In response, the California legislature passed a law that took effect this year. It requires that any autographed item worth $5 or more must include a certificate of authenticity, including the name and address of the dealer, date and purchase price, the identities of any associated third parties, whether the item was part of a limited edition, and more. If an item is autographed at an event such as a book signing, the certificate must list the date and place of the event, whether the dealer was present, and be signed by a witness. Sellers must keep that information for seven years.
Failure to comply with the law's numerous paperwork requirements can result in fines of up to 10 times the amount of damages, plus attorney fees and court costs.
But the law exempts pawnbrokers and online marketplaces. So, in effect, the law is directed primarily at bookstores that have in-store author signings — which are one of the main tools brick-and-mortar stores now employ to compete with online sellers.

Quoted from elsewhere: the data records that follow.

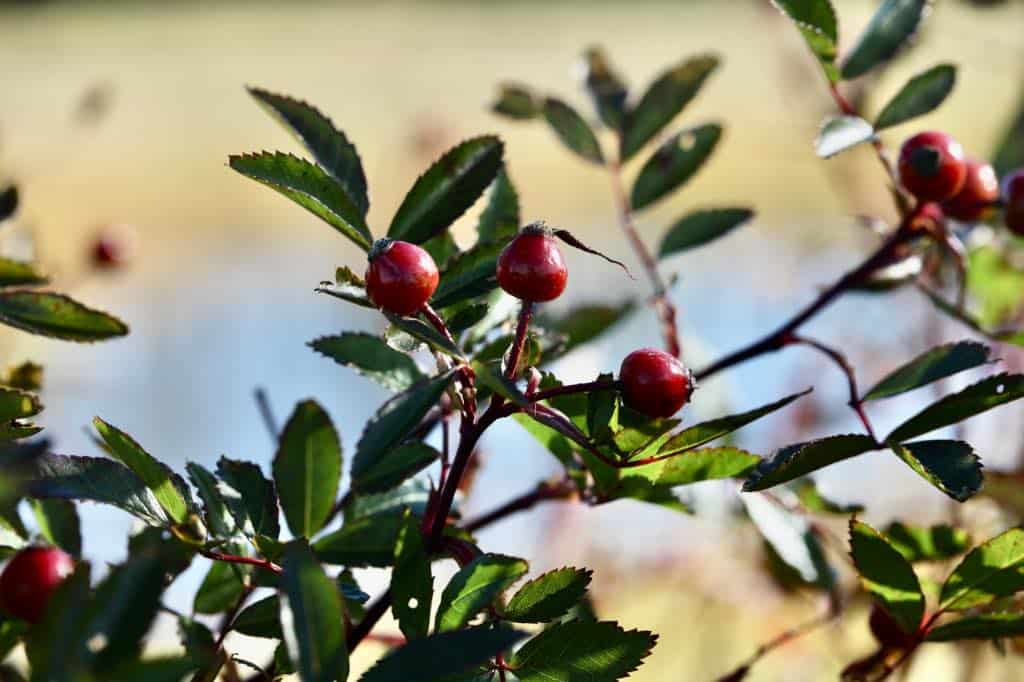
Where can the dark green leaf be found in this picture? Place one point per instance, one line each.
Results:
(412, 584)
(936, 364)
(700, 227)
(985, 626)
(582, 651)
(475, 587)
(311, 617)
(435, 657)
(674, 163)
(664, 99)
(887, 576)
(922, 94)
(165, 485)
(840, 133)
(450, 186)
(572, 129)
(974, 399)
(892, 26)
(990, 570)
(549, 596)
(310, 187)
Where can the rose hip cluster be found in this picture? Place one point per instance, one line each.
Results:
(933, 168)
(401, 278)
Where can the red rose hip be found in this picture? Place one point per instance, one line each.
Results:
(30, 580)
(400, 278)
(981, 188)
(931, 166)
(654, 383)
(531, 267)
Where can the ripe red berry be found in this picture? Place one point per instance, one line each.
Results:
(931, 166)
(531, 267)
(400, 278)
(1013, 195)
(654, 382)
(981, 187)
(30, 580)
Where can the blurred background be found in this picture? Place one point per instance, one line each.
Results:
(117, 120)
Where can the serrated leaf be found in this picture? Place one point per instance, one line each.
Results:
(922, 94)
(663, 100)
(582, 651)
(674, 163)
(887, 576)
(435, 657)
(548, 596)
(450, 186)
(990, 570)
(840, 133)
(412, 584)
(700, 227)
(311, 617)
(330, 146)
(890, 28)
(984, 626)
(950, 466)
(974, 399)
(475, 587)
(310, 187)
(931, 366)
(307, 469)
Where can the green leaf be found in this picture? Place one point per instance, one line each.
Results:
(893, 25)
(435, 657)
(328, 144)
(985, 626)
(156, 475)
(974, 399)
(931, 366)
(572, 130)
(475, 587)
(840, 133)
(700, 227)
(450, 186)
(250, 497)
(310, 187)
(582, 651)
(816, 22)
(887, 576)
(58, 524)
(922, 94)
(307, 469)
(950, 466)
(927, 544)
(311, 617)
(663, 100)
(372, 357)
(990, 570)
(394, 421)
(469, 274)
(412, 584)
(548, 596)
(674, 163)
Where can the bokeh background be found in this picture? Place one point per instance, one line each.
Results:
(117, 118)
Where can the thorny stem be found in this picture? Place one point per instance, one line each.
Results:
(665, 308)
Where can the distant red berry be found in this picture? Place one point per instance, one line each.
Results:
(400, 278)
(531, 267)
(931, 166)
(30, 580)
(1013, 195)
(654, 383)
(981, 188)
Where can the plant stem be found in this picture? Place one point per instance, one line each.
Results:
(666, 310)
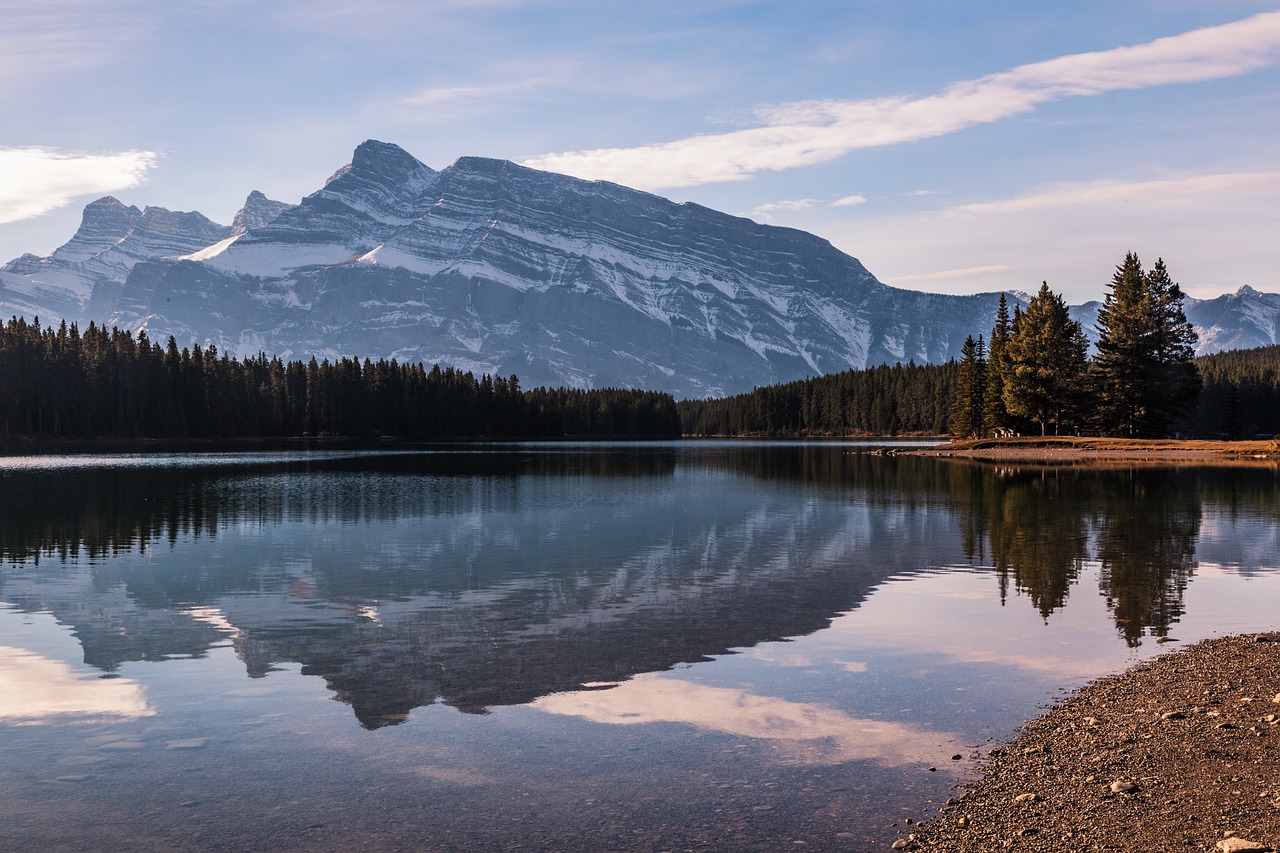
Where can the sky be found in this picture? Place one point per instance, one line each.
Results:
(950, 146)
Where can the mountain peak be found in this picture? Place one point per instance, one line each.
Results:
(373, 155)
(259, 210)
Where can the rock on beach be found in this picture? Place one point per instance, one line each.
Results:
(1179, 753)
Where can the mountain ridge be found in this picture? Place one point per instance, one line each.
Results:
(497, 268)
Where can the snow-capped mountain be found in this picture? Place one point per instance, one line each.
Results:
(497, 268)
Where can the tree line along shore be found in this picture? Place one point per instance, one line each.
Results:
(1031, 377)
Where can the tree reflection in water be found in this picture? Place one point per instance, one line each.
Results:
(1038, 527)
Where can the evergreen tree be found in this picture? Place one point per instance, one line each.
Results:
(967, 411)
(1143, 374)
(1233, 418)
(995, 416)
(1046, 364)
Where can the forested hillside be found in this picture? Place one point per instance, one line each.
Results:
(877, 401)
(59, 383)
(1240, 398)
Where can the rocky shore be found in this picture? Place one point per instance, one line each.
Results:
(1093, 451)
(1178, 753)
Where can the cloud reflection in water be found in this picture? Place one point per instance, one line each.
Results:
(801, 733)
(33, 689)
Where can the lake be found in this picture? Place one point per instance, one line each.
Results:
(572, 647)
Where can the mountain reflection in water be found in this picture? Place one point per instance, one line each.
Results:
(494, 576)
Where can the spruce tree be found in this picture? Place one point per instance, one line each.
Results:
(1143, 375)
(1046, 364)
(995, 416)
(965, 418)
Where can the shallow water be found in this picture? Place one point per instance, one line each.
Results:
(695, 646)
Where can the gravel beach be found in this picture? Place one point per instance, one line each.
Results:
(1102, 451)
(1178, 753)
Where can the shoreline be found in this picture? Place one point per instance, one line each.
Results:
(1091, 451)
(1180, 752)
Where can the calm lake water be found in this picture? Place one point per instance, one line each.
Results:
(632, 647)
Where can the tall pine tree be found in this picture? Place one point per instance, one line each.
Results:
(967, 413)
(1143, 375)
(995, 416)
(1046, 364)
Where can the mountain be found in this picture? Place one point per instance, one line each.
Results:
(497, 268)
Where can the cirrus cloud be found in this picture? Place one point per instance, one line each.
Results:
(35, 181)
(810, 132)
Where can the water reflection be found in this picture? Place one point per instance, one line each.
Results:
(497, 576)
(800, 733)
(1037, 527)
(474, 580)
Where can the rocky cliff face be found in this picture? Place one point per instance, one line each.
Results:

Bill Petrocelli, co-owner of Book Passage shops in Marin County and San Francisco, has filed a lawsuit challenging the law.
“The cost of record-keeping and major liability threaten to make book signings impossible, and stores such as mine do not want to engage in the massive intrusion on customer privacy that is mandated by the law's reporting rules,” Petrocelli told The Washington Times.

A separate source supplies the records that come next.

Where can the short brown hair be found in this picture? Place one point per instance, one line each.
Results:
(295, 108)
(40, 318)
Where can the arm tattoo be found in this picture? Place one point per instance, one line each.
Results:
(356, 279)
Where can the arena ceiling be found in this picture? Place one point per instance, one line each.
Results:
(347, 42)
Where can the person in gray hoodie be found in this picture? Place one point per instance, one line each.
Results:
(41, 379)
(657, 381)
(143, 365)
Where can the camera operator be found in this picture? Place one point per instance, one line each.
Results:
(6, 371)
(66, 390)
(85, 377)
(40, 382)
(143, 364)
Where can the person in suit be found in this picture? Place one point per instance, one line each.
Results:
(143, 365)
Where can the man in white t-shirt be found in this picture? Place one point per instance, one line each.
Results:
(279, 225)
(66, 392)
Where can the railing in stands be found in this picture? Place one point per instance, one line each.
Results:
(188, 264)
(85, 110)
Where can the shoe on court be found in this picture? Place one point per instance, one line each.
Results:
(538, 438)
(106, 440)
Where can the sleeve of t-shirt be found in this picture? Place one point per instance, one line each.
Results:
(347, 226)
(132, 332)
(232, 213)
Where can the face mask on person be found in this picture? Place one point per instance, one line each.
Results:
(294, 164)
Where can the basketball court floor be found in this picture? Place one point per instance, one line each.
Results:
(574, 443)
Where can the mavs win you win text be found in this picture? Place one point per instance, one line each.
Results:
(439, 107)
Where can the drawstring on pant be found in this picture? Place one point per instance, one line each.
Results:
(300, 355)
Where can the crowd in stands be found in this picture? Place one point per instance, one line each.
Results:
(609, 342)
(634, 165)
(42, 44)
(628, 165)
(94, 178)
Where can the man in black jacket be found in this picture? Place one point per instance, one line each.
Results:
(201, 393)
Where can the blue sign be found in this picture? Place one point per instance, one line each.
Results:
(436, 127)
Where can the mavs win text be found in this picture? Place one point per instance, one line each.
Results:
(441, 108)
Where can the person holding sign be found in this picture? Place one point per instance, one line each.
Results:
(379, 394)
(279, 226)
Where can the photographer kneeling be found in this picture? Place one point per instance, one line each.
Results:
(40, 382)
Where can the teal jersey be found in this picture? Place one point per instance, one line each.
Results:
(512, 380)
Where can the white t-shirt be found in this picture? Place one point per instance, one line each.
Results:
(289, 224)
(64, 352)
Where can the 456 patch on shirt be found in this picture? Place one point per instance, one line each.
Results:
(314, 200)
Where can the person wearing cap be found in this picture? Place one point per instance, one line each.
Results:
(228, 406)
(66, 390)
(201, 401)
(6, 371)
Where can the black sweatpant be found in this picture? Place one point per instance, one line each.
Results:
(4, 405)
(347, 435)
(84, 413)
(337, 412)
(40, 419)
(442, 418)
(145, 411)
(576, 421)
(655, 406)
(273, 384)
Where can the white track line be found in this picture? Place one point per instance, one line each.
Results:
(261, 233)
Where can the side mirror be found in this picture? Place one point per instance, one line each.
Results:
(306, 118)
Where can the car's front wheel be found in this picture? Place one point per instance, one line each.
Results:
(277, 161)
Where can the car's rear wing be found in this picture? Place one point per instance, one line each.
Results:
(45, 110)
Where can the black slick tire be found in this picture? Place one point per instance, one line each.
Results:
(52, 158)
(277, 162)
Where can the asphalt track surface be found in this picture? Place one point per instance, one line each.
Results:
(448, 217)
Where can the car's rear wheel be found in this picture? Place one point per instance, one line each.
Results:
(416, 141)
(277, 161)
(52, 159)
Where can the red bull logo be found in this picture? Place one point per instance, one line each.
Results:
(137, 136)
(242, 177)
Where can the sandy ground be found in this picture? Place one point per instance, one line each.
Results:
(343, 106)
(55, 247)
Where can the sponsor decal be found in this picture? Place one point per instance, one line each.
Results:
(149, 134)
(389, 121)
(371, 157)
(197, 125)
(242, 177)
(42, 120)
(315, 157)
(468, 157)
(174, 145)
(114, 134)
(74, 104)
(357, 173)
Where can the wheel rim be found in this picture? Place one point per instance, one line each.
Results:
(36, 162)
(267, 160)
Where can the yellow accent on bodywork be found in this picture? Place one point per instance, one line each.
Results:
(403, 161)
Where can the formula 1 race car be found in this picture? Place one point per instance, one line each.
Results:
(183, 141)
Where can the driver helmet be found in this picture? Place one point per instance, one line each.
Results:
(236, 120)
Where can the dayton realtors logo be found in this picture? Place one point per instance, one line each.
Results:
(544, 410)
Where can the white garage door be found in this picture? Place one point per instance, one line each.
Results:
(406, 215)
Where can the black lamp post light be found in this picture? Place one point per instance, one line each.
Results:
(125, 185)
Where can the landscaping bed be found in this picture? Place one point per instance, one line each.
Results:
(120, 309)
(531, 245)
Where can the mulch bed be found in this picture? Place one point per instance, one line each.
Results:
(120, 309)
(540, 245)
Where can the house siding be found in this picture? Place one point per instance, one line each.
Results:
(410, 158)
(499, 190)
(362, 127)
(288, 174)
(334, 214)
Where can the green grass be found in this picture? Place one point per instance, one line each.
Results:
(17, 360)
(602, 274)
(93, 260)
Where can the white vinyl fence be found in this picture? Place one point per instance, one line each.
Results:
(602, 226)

Anastasia Boden, an attorney with the Pacific Legal Foundation, which is representing Petrocelli, notes the law will do little to deter actual fraud because it targets only the venues where committing such fraud is almost impossible.
“The book is being signed right in front of the patron,” Boden said. “There is so little chance of fraud in this context. And the patrons pay face value. They don't pay a premium for the signature.”
In short, to combat fraudulent celebrity autographs, California lawmakers imposed a large paperwork burden on the businesses least likely to commit that fraud, while exempting transactions where such fraud is far easier, such as online auctions. In the process, lawmakers are financially harming business owners who don't commit fraud, while allowing those who do to continue unmolested.
No doubt, people should not be defrauded. But the counterproductive results generated by overreaching politicians in this instance are not atypical of government efforts elsewhere. In many instances, more good comes from allowing people to use common sense than from deploying the clunky machinery of government.